# cooking shoes



## rodfed (Jun 21, 2011)

/What are the best shoes for a chef to wear?


----------



## jlmassey (Jun 13, 2011)

I don't believe theirs a " best " What is your style ? Their are TONS!!

I have the skechers Slip Resistant my self.Mid Tops with Double Heel Support dew to getting blisters with the type of socks i wear ( I like ankle socks ) 
After i got my insoles In the shoes, my feet have not hurt me but once that i can recall thats after pulling a 19 hr day and whos feet wont hurt than  GREAT SHOES A++++ Get you some good insoles i have had the best luck with Dr shols " SPORT "
Here is the site of prob bally one of the biggest companies that produce shoes for company's. We are supplied by them, both at Our country club and Bar and Grill.

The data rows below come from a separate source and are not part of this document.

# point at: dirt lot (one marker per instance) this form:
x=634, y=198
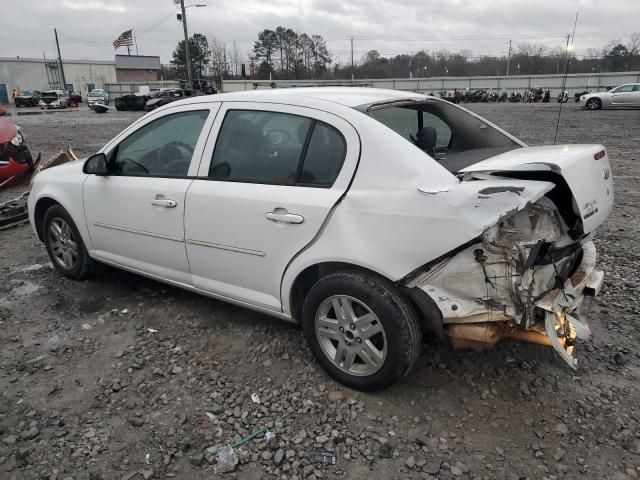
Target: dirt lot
x=120, y=377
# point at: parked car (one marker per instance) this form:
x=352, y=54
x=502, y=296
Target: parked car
x=369, y=216
x=134, y=101
x=16, y=161
x=28, y=98
x=97, y=95
x=627, y=95
x=53, y=99
x=164, y=97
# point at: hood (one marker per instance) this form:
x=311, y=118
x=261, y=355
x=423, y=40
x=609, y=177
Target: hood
x=7, y=130
x=585, y=169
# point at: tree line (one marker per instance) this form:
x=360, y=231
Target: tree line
x=526, y=59
x=283, y=53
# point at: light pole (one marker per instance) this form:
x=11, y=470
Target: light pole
x=186, y=39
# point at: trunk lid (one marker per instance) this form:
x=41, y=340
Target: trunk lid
x=585, y=168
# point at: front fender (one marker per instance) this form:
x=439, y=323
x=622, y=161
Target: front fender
x=63, y=186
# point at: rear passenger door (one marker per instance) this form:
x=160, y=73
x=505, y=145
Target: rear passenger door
x=269, y=177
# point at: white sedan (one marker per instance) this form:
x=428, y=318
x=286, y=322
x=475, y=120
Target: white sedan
x=371, y=217
x=627, y=95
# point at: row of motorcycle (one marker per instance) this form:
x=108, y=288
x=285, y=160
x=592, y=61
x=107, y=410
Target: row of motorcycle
x=531, y=95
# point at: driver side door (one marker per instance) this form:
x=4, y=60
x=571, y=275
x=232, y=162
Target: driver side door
x=135, y=213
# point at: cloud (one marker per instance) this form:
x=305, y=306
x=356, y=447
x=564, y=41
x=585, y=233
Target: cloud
x=87, y=27
x=93, y=5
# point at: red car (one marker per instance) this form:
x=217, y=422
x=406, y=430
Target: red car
x=16, y=163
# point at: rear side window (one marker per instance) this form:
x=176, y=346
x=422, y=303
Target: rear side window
x=276, y=148
x=325, y=156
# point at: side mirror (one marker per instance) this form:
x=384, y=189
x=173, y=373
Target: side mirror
x=96, y=165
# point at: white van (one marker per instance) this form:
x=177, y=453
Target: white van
x=53, y=99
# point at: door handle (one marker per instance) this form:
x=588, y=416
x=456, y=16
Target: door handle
x=164, y=202
x=284, y=217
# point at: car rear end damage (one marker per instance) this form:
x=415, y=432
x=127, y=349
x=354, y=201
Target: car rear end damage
x=526, y=277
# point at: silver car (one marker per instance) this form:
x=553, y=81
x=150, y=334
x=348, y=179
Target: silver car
x=627, y=95
x=97, y=95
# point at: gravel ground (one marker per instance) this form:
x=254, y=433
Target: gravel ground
x=120, y=377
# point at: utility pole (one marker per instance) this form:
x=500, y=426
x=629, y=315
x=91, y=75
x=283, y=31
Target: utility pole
x=352, y=71
x=186, y=45
x=64, y=80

https://www.shoesforcrews.com/

Good Luck!!


----------



## mezzaluna (Aug 29, 2000)

Moving this to the equipment forum, and also suggesting you use our search tool to look up previous discussions on this topic.

Welcome!

Mezzaluna


----------



## graciegirl (Jul 5, 2011)

I'm a nurse x 35 years and work standing 11 out of 12 hr days. My feet dont hurt because I have taken care of them for years. Beware gel insoles. They feel great at first but collapse and thin as the day wears on and your feet warm them get super feet brand they don't look like much but are the best you can get next to a custom orthotics Dansco clogs (no insole needed) are great for standing as they are very firm and keep your arches in place and allow the forefoot to spread. Get a pro to fit you! Danskos have a line with acid and icky stuff proof leather and non slip soles. Dansko clogs are not so great if you are walking distances. Congrats to new culinary school grads! Even though you are just getting started take care of your feet and put some$$ into decent footwear. Go high tech on your socks and especially avoid cotton, the killer of comfort. Cotton + sweat= blisters. I like smart wool and Teko brand but there are loads of great brands. Change socks mid shift if sweaty. If you have arch pain roll your feet over a frozen water filled soda bottle x 5 min when you get home. Do not hesitate to go to a podiatrist if tou have foot issues!

Last, for Gods sake no Crocs! I don't care how washable they are, there is no support.


----------



## chefedb (Apr 3, 2010)

My trick after all these years. Lightweight but good support shoe and change them 2 times a day. Powder feet. worked for me 12 to 16 hours a day, Heavy shoe makes feet more tired.


----------